Meski demikian, Luhut tak menjelaskan kapan uang itu akan diantarkan kepada penyandera anak buah kapal yang seluruhnya warga negara Indonesia tersebut.
Pemerintah Indonesia sendiri, lanjut Luhut, terus berkomunikasi dengan pemerintahan Filipina. Berdasarkan komunikasi tersebut,10 orang WNI yang masih disandera tersebut masih terjamin keselamatannya.
(Baca: Muslim atau Bukan, Tidak Penting bagi Abu Sayyaf)
Dalam komunikasi itu pula, Filipina menolak militer Indonesia masuk wilayahnya untuk mengupayakan pembebasan sandera.
Namun, salah satu opsi yang dibuka kedua belah pihak adalah dengan mengirimkan perwira Komando Pasukan Khusus terbaik untuk ikut menyelamatkan para sandera.
"Yang paling mungkin kita lakukan itu adalah memberikan asistensi dari perwira pasukan khusus kita," ujar Luhut.

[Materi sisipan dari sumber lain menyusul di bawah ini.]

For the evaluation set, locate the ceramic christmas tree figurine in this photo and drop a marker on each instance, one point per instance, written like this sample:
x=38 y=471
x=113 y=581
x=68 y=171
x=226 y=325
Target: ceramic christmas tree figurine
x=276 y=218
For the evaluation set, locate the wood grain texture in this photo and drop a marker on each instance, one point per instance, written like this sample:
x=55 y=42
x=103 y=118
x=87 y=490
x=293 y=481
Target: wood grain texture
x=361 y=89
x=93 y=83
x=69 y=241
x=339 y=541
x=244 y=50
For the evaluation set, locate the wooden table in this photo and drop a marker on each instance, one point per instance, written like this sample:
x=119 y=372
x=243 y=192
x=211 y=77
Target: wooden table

Selain itu, ada beberapa opsi yang dapat dilakukan Indonesia untuk membantu Filipina untuk membebaskan tawanan. Namun, Luhut mengatakan, opsi lainnya bukan untuk konsumsi publik.
(Baca: Terkait 10 Sandera, Pemerintah Indonesia Masih Bernegosiasi dengan Abu Sayyaf )

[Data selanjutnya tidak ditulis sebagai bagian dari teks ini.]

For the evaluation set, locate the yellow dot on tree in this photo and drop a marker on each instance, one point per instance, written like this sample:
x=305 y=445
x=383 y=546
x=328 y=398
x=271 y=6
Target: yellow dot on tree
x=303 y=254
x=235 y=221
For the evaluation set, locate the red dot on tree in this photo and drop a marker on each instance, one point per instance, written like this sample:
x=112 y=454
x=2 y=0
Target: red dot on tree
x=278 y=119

Peristiwa penyaderaan itu diawali saat kapal tunda Brahma 12 dan kapal tongkang Anand 12 tengah membawa 7.000 ton batu bara dari Sungai Puting di Kalimantan Selatan menuju Batangas kawasan Filipina Selatan.

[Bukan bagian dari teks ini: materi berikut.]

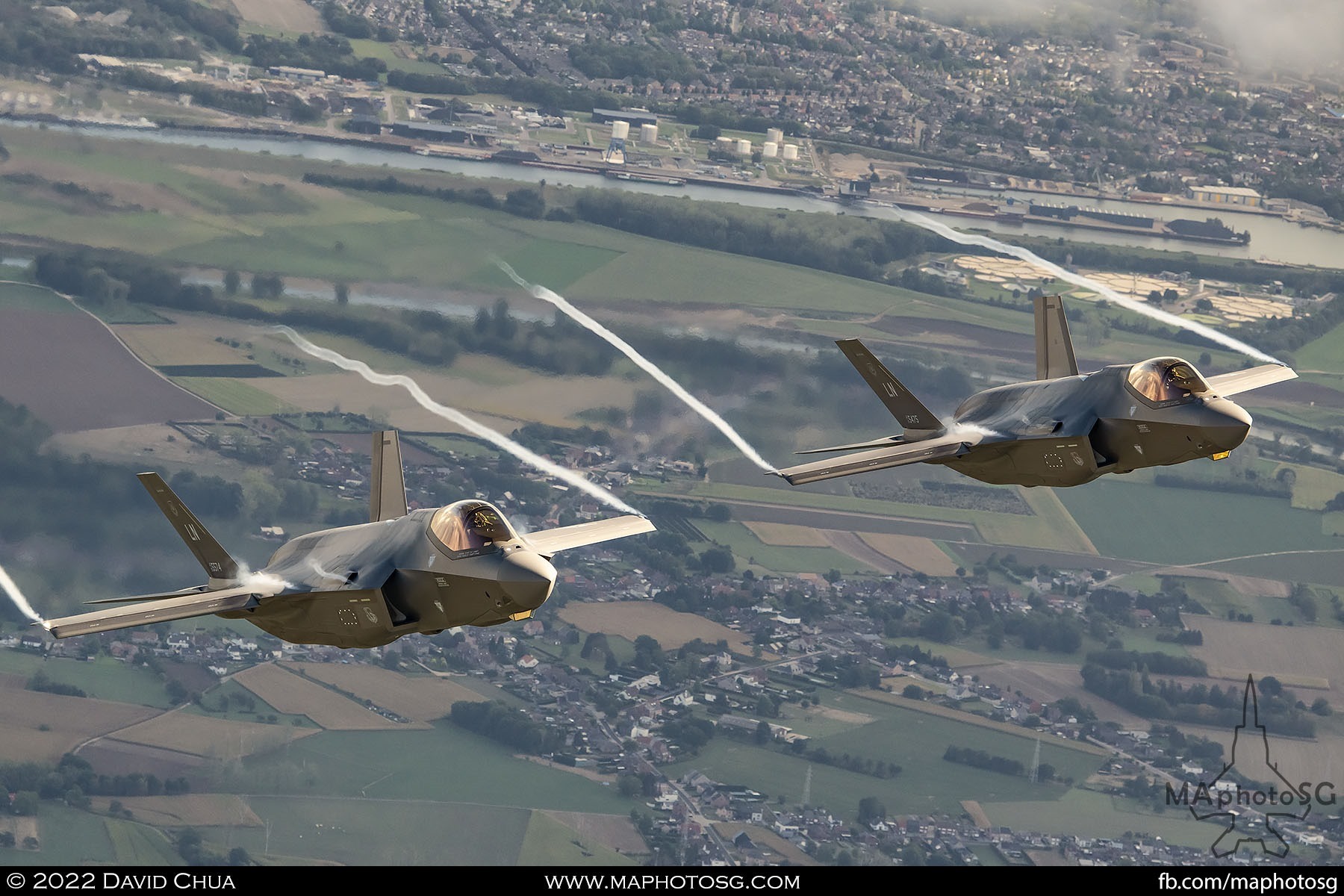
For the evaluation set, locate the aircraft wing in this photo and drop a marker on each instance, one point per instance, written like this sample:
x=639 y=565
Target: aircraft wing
x=550 y=541
x=1245 y=381
x=880 y=458
x=154 y=609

Kedua kapal itu diawaki 10 orang warga negara Indonesia. Karena membawa ribuan ton batu bara, kecepatan mereka hanya 4 knots.
Tiba-tiba, kapal itu dicegat dari sebelah kanan oleh orang tak dikenal bersenjata. Mereka pun dibawa ke Filipina.
Kelompok Abu Sayyaf meminta tebusan 50 juta peso atau sekitar Rp14,3 miliar. Kelompok itu beberapa kali menculik warga asing dan meminta tebusan, tetapi ini adalah kejadian pertama untuk WNI.